Kadınların haklarının kazanılması amacıyla Kadın Koruma Evleri’ne sığınan kadınların haklarını hukuki bir şekilde mahkemelere bir dava olarak sunduklarını kaydeden Evîn Paşo, "Davalardan bazılarını Uzlaşma Komiteleri tarafından çözüldü. Barışçıl yollarla çözülemeyen davalarla; Kadın Konseyi Hukuk Bürosu ve Kadın Adalet Konseyi ilgileniyor. Kadınlar barıştıktan sonra ailelerine teslim edildiğinde bu kadınların bir daha şiddete maruz kalmaması ve hayatlarının korunması için yasal olarak teslim ediliyor” ifadelerinde bulundu.

‘Gerçeği bilmeyi ve güçlü olmayı öğrendim’

Şiddete maruz kalan üç kadın da ajansımızla hikayelerini paylaştı. Kadınların güvenlikleri nedeniyle gerçek isimleri haberde kullanılmadı. Xanim Soranî, eşi ve eşinin ailesi tarafından şiddete maruz kaldığını söyleyerek, “Bundan 7 yıl önce kendime güvenli ve yeni bir yaşam bulmak için Kuzey ve Doğu Suriye’ye taşındım ve şu an da Kadın Koruma Evi’nde kalıyorum. Hem eşim hem de ailesi tarafından şiddete maruz kaldım. Aynı zamanda ihanete uğradım. Bunu kabul etmedim ve içinde bulunduğum hayattan kaçmaya karar verdim. Bizim orada kadınların eşlerinden ayrılması büyük bir ayıp olarak görülüyordu ve ailem ben reddetti. Bizim toplumumuz kadınların köle olmasını istiyor ve her şeyi kabulleniyor. Kadın Koruma Evi’nde kendi ayaklarımın üzerinde durmayı, gerçeği bilmeyi ve güçlü olmayı öğrendim. Yıllar geçtikçe kişiliğimde değişiklikler oluyor. Bir kadın olarak bir daha zulmü ve şiddeti kabul etmeyeceğim" diye belirtti.
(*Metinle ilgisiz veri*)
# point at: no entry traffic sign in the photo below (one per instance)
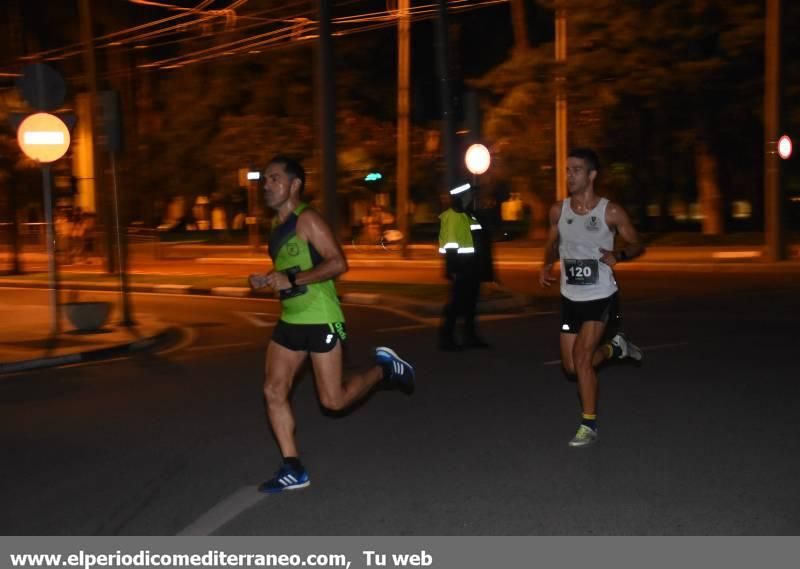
(43, 137)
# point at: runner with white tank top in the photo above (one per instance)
(581, 237)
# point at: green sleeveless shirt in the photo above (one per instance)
(314, 303)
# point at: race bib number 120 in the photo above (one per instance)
(581, 271)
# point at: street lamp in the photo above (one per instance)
(477, 159)
(253, 177)
(45, 138)
(785, 147)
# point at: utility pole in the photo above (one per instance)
(448, 131)
(561, 104)
(327, 114)
(520, 27)
(403, 103)
(90, 68)
(773, 196)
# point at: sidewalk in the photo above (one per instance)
(26, 342)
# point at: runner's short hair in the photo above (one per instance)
(587, 155)
(292, 167)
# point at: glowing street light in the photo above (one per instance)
(785, 147)
(477, 159)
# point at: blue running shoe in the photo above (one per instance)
(286, 478)
(395, 368)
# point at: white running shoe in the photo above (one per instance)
(628, 348)
(584, 437)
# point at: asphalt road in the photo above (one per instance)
(702, 439)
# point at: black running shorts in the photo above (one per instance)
(606, 310)
(318, 338)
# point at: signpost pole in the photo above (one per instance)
(51, 250)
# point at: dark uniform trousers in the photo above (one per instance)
(464, 292)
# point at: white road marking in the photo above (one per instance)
(407, 327)
(260, 319)
(224, 511)
(222, 346)
(643, 348)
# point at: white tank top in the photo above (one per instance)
(583, 275)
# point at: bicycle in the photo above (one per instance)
(388, 240)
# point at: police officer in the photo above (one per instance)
(468, 263)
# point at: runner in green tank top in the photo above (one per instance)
(306, 258)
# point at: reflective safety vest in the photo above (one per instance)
(455, 232)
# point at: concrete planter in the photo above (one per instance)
(87, 316)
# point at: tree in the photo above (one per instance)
(648, 83)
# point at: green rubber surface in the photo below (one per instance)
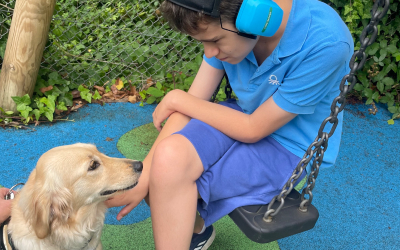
(135, 144)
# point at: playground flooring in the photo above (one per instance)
(358, 199)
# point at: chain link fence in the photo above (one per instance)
(94, 42)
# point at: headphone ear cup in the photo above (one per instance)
(259, 17)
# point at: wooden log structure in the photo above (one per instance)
(26, 41)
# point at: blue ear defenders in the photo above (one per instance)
(255, 17)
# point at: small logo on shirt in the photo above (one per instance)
(273, 80)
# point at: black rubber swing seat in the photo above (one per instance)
(289, 221)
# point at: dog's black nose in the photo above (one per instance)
(138, 166)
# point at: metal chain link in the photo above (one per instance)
(64, 32)
(320, 144)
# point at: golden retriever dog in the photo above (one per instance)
(61, 207)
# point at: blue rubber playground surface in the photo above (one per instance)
(358, 199)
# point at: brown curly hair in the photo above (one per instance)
(187, 21)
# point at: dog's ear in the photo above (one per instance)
(50, 210)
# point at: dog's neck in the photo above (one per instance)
(75, 236)
(6, 242)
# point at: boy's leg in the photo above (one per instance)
(175, 123)
(173, 192)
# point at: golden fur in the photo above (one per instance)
(61, 207)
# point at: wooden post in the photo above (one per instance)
(26, 41)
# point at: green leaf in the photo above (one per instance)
(392, 109)
(388, 81)
(381, 87)
(358, 87)
(22, 100)
(49, 115)
(151, 100)
(392, 49)
(155, 92)
(96, 95)
(61, 106)
(37, 113)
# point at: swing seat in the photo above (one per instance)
(289, 221)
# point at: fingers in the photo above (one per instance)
(126, 210)
(3, 192)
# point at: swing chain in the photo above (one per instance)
(320, 144)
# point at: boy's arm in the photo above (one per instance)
(203, 87)
(240, 126)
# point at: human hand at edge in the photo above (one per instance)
(5, 205)
(130, 199)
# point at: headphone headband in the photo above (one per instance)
(210, 7)
(255, 17)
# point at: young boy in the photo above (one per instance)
(215, 157)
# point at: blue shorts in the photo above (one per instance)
(235, 173)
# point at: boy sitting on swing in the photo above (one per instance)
(285, 61)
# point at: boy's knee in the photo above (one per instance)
(172, 158)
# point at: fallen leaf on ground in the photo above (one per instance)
(46, 89)
(114, 89)
(75, 93)
(132, 99)
(119, 84)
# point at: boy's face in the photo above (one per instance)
(224, 45)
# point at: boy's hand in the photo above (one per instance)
(5, 205)
(130, 199)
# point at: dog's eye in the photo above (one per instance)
(93, 165)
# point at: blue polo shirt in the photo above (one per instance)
(302, 75)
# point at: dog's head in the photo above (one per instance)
(70, 179)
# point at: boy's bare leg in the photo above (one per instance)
(176, 122)
(173, 192)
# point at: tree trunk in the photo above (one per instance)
(26, 41)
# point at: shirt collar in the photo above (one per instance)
(296, 29)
‘Beni iki seçenek arasında tercihe zorladılar’

Kadın Koruma Evi’ne sığınanlardan biri de Esmehan. 18 yaşında ailesi tarafından iki kez evlendirilen Esmehan, evlendirildiği erkek tarafından şiddete maruz kaldığını dile getirerek, "Yaşım çok genç olduğu için pek bir şey bilmiyordum. Genç yaşta evlenmek çok yanlış. Evlendiğim kişi Suriye dışındaydı, bana çok kötü davrandı, beni perişan etti ve ailem her şeye inandı. Aile beni öldürmek istedi. En sonunda beni özgür bırakmak için yaşamım üzerinden pazarlık yaptı. Beni serbest bırakmak için 3 bin dolar istedi. Ardından ailem ‘ya kuzeninle evlenirsin ya da ölümü kabul edersin’ dedi. Beni iki seçenek arasında tercihe zorladılar. Onunla evlenmek zorunda kaldım. Daha sonra Kadın Meclisi beni o hayattan kurtardı” dedi.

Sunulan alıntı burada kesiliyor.